President Barack Obama made it known he is against the Keystone XL oil pipeline on Tuesday, hours before a Senate vote on the project, which would bring crude oil from Alberta, Canada, to the Texas Gulf Coast at the southern tip of the United States. White House Press Secretary Josh Earnest told reporters that the bill, which would allow construction to proceed on the pipeline after six years of debates over climate change and energy security, is "certainly a piece of legislation that the president doesn't support."

This is the clearest indicator yet that Obama could veto the bill if it were to pass the Senate vote.

The issue, along with immigration, has taken center stage in the final days of this Congress before a Republican-controlled Senate takes over in January. Supporters of the measure, including all 45 Senate Republicans, found the final vote they needed in Louisiana Democrat Mary Landrieu, who faces a very close runoff for her seat on December 6.

The vote is also a preview of what could lie ahead for Obama when it comes to environmental and energy issues once the Republicans control both houses of Congress.

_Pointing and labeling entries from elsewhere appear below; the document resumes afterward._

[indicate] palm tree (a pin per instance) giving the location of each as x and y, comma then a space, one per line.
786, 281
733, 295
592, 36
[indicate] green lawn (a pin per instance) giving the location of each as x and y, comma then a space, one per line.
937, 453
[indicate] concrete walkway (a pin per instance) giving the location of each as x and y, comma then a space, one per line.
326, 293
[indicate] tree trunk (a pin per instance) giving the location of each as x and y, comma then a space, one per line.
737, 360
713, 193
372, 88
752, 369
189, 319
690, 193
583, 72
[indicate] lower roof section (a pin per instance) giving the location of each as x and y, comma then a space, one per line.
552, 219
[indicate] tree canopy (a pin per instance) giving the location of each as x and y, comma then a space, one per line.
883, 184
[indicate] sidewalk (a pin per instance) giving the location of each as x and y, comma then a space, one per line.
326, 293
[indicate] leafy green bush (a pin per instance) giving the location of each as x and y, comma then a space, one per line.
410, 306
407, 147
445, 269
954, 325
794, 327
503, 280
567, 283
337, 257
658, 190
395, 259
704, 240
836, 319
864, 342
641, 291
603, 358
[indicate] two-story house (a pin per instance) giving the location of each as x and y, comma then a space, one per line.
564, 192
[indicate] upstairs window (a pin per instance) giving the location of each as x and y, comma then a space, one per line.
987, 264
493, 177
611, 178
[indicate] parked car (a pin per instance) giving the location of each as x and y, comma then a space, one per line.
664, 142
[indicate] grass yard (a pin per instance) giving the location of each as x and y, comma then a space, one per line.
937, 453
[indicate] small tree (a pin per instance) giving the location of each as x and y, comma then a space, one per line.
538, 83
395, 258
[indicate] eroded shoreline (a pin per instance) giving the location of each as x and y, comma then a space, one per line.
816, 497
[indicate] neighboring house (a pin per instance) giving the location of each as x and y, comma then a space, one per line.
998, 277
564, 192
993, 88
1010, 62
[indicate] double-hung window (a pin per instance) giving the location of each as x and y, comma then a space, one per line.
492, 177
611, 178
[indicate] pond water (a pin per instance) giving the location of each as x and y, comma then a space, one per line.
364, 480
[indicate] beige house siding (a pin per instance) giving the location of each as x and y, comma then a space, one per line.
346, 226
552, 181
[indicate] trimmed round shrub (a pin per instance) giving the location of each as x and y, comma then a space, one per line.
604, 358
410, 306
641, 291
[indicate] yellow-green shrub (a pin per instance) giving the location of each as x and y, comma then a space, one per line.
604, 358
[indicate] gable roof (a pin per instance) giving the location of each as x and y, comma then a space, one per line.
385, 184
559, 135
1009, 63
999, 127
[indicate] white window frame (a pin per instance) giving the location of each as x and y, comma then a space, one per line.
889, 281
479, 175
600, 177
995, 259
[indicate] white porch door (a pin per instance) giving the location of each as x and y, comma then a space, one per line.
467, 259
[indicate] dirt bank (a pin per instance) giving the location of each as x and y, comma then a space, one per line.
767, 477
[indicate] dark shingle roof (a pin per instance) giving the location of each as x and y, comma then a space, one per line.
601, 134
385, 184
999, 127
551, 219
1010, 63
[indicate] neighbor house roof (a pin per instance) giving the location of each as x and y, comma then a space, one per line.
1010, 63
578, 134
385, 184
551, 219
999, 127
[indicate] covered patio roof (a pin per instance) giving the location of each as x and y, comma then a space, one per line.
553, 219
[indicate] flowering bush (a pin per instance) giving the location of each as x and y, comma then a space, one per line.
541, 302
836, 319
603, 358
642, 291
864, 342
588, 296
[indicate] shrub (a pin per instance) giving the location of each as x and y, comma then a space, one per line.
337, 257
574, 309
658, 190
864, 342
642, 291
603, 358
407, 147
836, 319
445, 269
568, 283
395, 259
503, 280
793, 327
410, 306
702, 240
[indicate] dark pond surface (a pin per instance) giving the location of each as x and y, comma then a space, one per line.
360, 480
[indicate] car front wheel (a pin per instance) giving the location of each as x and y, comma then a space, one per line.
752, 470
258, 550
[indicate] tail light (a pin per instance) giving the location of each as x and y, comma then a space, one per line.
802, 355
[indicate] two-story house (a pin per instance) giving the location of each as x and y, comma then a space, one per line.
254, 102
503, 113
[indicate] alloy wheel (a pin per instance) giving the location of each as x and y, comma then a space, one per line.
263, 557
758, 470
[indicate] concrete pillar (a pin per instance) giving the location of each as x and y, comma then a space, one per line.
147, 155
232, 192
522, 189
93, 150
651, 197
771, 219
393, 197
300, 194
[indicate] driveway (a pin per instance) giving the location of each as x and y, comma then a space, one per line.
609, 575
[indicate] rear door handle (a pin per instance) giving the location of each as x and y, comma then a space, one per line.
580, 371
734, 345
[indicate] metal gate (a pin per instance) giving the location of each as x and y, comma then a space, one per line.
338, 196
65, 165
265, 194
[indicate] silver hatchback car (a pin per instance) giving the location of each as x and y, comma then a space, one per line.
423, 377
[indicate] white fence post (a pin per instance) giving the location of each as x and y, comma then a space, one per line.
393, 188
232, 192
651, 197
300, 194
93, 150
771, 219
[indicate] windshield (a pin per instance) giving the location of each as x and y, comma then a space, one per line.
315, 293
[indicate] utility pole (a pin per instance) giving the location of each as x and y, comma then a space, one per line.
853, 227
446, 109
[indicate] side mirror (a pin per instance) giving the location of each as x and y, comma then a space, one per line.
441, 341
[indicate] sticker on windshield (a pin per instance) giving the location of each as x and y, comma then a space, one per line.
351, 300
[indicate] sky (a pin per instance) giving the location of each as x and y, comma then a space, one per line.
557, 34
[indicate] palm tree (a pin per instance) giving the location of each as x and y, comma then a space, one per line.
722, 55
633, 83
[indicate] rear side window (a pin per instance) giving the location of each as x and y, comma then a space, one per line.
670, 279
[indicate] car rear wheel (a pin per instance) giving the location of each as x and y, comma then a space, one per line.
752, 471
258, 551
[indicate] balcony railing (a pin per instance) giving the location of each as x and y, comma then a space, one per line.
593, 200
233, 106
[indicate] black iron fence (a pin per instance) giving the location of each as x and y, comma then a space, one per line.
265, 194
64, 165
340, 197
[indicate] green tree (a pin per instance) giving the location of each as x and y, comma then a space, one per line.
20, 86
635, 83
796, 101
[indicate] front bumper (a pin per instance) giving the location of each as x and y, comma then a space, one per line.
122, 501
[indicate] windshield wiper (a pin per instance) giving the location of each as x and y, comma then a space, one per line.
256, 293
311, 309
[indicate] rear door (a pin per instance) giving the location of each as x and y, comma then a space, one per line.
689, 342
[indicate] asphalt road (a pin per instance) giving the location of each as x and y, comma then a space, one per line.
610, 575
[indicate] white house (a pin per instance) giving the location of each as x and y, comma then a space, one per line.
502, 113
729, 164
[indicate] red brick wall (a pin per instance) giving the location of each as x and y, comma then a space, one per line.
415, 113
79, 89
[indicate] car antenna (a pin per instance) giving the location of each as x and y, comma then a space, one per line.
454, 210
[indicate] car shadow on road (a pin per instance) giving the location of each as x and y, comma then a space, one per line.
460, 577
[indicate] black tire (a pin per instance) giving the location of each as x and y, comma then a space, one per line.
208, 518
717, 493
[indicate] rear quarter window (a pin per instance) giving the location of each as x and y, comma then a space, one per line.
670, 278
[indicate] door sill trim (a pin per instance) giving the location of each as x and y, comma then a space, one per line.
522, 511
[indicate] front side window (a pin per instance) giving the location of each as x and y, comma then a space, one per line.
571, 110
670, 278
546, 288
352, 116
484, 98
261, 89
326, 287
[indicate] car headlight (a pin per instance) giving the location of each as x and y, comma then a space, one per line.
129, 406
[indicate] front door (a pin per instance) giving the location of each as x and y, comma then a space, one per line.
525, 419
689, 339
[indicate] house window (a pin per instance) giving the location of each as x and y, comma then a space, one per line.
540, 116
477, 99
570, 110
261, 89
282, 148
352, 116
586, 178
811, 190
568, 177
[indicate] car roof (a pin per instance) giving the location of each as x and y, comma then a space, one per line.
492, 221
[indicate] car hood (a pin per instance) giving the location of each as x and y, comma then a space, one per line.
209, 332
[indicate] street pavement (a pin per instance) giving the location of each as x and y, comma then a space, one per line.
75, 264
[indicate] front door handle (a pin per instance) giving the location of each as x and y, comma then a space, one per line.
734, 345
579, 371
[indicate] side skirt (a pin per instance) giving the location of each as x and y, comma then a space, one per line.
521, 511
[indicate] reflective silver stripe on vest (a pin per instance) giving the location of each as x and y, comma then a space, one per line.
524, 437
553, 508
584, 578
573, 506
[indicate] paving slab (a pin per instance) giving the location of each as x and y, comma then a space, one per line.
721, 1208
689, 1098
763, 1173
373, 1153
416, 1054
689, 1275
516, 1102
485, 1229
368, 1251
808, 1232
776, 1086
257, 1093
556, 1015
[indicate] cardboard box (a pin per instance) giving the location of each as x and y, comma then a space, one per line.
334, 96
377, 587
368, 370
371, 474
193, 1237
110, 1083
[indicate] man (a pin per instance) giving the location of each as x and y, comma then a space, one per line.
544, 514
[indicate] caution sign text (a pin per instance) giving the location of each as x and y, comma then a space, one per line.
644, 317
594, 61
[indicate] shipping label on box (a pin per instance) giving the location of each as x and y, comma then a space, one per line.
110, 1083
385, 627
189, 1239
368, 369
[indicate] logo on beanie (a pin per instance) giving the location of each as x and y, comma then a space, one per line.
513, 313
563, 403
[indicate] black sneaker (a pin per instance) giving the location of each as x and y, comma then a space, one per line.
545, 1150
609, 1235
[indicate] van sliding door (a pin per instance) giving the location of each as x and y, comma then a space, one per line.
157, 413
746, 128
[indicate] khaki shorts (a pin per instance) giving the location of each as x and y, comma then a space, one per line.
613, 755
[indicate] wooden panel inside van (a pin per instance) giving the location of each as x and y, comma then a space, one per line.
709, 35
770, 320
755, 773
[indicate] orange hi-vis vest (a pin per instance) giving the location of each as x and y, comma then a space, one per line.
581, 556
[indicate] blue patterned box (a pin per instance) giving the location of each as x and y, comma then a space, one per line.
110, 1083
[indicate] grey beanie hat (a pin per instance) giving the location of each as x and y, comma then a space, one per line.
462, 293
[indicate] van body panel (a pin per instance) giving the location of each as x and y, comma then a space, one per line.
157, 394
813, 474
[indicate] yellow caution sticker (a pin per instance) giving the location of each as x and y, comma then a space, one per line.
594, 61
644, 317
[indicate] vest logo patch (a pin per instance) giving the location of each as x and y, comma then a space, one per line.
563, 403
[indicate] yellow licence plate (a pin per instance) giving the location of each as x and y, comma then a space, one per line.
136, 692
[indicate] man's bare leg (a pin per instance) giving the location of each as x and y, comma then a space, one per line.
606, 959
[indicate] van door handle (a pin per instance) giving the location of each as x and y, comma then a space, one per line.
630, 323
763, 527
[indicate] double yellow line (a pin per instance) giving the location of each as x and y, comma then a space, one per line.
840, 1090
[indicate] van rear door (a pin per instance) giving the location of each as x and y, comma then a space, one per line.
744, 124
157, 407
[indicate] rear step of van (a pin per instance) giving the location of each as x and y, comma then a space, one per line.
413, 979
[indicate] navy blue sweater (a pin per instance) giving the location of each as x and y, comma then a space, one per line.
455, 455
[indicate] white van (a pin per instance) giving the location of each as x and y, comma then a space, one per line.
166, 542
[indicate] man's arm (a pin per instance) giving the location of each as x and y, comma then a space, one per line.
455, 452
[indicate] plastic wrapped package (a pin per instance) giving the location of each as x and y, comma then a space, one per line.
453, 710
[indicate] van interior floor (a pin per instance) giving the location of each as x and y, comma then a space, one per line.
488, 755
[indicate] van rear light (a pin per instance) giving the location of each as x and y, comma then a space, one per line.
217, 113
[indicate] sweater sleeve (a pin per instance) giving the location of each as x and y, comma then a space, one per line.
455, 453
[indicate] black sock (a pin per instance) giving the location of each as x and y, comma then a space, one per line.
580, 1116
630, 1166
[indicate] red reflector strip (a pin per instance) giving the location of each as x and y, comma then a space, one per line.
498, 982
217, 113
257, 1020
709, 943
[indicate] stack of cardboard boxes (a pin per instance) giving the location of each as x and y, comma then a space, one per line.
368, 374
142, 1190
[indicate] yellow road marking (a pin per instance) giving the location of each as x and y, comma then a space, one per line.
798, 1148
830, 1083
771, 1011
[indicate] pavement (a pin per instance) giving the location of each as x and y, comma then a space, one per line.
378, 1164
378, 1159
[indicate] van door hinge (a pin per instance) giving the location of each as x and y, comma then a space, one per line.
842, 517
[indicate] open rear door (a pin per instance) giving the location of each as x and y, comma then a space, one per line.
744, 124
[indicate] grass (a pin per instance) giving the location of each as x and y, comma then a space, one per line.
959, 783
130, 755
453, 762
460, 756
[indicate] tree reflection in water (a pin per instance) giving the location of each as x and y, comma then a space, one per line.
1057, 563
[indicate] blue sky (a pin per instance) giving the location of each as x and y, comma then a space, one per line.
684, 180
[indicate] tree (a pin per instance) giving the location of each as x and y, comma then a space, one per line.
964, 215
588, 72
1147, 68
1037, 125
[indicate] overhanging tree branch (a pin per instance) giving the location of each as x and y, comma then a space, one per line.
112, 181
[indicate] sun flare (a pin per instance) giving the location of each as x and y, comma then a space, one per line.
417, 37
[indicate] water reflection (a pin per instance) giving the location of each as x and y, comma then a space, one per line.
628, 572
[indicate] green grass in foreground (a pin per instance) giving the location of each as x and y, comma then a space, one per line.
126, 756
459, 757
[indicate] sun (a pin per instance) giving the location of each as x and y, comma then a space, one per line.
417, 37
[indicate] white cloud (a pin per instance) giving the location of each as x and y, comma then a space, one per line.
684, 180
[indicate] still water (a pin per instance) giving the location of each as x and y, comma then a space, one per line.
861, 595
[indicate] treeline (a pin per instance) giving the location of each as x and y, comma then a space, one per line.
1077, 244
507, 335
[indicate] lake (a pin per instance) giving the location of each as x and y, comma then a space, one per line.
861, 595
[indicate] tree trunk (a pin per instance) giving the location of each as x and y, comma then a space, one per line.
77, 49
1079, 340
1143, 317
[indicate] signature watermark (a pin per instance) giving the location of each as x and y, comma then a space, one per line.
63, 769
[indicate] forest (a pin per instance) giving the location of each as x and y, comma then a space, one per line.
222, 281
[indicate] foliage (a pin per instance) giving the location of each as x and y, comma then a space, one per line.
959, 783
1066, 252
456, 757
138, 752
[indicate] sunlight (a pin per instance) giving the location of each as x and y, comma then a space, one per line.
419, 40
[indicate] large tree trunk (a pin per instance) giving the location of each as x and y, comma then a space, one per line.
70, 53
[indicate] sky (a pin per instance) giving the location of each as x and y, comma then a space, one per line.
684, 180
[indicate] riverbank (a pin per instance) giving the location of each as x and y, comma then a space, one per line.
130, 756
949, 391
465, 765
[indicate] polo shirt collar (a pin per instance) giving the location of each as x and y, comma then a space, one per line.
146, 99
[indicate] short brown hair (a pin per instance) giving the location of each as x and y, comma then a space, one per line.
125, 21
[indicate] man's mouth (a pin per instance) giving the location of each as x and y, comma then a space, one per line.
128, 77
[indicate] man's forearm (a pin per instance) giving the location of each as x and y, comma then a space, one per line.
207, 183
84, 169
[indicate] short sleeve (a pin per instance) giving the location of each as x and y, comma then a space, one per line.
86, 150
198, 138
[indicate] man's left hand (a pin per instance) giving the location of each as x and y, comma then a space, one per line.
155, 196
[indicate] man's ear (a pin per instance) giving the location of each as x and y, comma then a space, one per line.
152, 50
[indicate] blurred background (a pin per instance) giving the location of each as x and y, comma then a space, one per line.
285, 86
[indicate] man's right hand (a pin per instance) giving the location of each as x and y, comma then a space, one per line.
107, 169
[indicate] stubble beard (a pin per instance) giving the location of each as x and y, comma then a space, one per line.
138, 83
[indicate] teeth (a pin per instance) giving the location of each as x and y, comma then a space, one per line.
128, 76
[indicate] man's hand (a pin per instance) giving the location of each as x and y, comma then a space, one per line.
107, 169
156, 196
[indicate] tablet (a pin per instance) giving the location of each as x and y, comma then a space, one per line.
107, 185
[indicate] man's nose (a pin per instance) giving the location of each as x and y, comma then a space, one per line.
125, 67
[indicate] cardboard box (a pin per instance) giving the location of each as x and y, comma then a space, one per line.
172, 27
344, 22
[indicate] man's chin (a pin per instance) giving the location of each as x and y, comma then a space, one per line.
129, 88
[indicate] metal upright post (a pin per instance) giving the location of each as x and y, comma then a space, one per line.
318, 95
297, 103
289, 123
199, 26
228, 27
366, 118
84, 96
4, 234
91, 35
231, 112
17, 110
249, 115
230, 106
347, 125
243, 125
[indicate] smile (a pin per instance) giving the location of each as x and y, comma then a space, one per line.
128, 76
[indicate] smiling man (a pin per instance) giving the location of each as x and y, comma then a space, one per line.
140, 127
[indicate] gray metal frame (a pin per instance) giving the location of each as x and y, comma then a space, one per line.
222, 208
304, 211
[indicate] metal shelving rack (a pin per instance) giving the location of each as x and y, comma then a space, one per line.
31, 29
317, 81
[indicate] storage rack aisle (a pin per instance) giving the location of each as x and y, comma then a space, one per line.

Opponents of the bill include the independent Senator from Maine, Angus King, who said, "Congress is not - nor should it be - in the business of legislating the approval or disapproval of a construction project." Other strong criticism has come from Nebraska, where a lawsuit has been filed over the route of the pipeline, which threatens the state's Sand Hills region.

Perhaps the most outspoken critics of the project have been members of several of the Sioux nations of Native Americans, through whose lands the pipeline would run. The tribes live in a stretch of the continent that spreads from Nebraska in the central United States to parts of southern Canada.

Several Sioux nations, including the Oglala Lakota, have threatened to close their borders if anyone endeavors to lay pipeline through their land, and the leader of the Rosebud Sioux called any attempt to circumvent Native American authority in the matter "an act of war," according to multiple news outlets.